Men of one idea, like a hen with one chicken, and that a duckling; men of a thousand ideas, and unkempt heads, like those hens which are made to take charge of a hundred chickens, all in pursuit of one bug, a score of them lost in every morning’s dew — and become frizzled and mangy in consequence; men of ideas instead of legs, a sort of intellectual centipede that made you crawl all over. One man proposed a book in which visitors should write their names, as at the White Mountains; but, alas! I have too good a memory to make that necessary.

Ah the very material of student essays. While these delightful similes and metaphors bring back old memories of amusement and frustration, they also reveal a man who seems somewhat intolerant of those who disagreed with him, or who simply couldn’t measure up to his own genius.

Thoreau was equally unimpressed by many of his professional visitors:

Men of business, even farmers, thought only of solitude and employment, and of the great distance at which I dwelt from something or other; and though they said that they loved a ramble in the woods occasionally, it was obvious that they did not. Restless committed men, whose time was taken up in getting a living or keeping it; ministers who spoke of God as if they enjoyed a monopoly of the subject, who could not bear all kinds of opinions; doctors, lawyers, uneasy housekeepers who pried into my cupboard and bed when I was out — how came Mrs. — to know that my sheets were not as clean as hers? — young men who had ceased to be young, and had concluded that it was safest to follow the beaten track of the professions — all these generally said that it was not possible to do so much good in my position

Times don’t change too much, do they? Most pragmatic men would see such an enterprise as “impractical” or a “waste of time” because the spiritual aspect of their life is limited to Sunday mornings. Seen in the light of history, though, they seemed quite unaware of the importance of this historical spiritual journey that would influence generations to come.

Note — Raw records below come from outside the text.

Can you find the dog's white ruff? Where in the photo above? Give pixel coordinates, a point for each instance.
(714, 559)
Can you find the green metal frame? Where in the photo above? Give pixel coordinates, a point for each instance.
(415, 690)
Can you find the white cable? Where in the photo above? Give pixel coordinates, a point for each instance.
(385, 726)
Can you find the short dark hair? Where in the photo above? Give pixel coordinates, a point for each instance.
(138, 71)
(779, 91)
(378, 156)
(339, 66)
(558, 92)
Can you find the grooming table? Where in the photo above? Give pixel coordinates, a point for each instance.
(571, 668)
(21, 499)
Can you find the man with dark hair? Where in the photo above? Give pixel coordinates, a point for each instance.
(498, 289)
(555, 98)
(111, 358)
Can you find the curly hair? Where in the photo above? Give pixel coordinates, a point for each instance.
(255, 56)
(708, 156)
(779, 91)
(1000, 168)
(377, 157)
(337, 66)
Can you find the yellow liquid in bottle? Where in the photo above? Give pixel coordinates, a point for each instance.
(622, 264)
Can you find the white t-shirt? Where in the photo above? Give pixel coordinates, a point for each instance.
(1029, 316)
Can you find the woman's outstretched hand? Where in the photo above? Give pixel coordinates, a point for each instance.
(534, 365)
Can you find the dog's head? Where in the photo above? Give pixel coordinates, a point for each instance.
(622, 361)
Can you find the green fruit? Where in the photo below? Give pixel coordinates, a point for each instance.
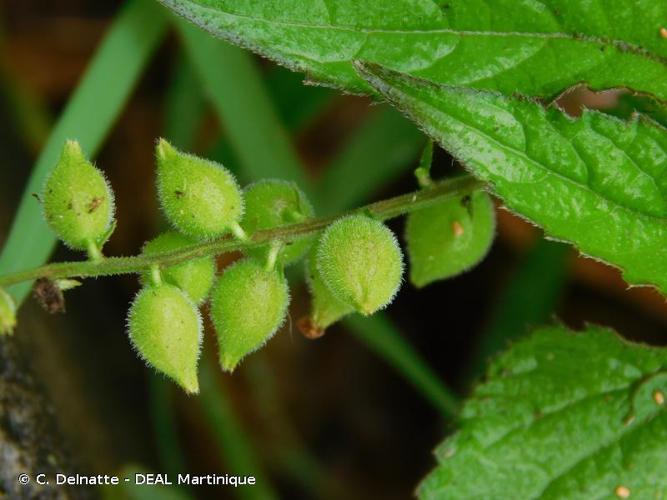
(199, 197)
(194, 277)
(273, 203)
(78, 202)
(326, 308)
(248, 305)
(166, 330)
(449, 238)
(360, 262)
(7, 313)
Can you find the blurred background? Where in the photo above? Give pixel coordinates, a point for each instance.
(353, 414)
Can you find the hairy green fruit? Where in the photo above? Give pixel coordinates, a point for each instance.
(78, 202)
(248, 305)
(360, 262)
(326, 308)
(199, 197)
(166, 330)
(7, 313)
(273, 203)
(194, 277)
(449, 238)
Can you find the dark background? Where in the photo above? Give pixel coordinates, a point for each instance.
(326, 418)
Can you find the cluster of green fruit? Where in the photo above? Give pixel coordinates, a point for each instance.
(354, 265)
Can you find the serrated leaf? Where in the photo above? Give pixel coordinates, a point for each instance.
(535, 48)
(561, 415)
(596, 181)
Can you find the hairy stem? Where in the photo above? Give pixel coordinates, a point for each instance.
(383, 210)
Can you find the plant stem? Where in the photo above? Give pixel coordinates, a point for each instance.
(383, 210)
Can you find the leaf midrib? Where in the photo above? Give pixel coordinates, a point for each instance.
(620, 45)
(545, 168)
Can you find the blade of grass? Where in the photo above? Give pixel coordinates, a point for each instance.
(378, 333)
(185, 109)
(234, 85)
(185, 105)
(96, 103)
(386, 143)
(377, 153)
(236, 451)
(529, 299)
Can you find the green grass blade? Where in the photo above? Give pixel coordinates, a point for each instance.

Surprisingly enough, though, Thoreau seems even more put off by those who came forth to convert him to their ideas than by the traditionalists:

Finally, there were the self-styled reformers, the greatest bores of all, who thought that I was forever singing,–
This is the house that I built;
This is the man that lives in the house that I built;
but they did not know that the third line was,
These are the folks that worry the man
That lives in the house that I built.
I did not fear the hen-harriers, for I kept no chickens; but I feared the men-harriers rather.

Despite his earlier protest that he loved society “as much as most,” Thoreau limits himself to a small group of similar spirits:

…all honest pilgrims, who came out to the woods for freedom’s sake, and really left the village behind, I was ready to greet with –"Welcome, Englishmen! welcome, Englishmen!" for I had had communication with that race.

Echoing Samoset’s famous greeting to the Pilgrims on March 16, 1621, Thoreau makes it clear that the only visitors he really wants to see at Walden Pond are those seeking the same “freedom” from society that he is seeking.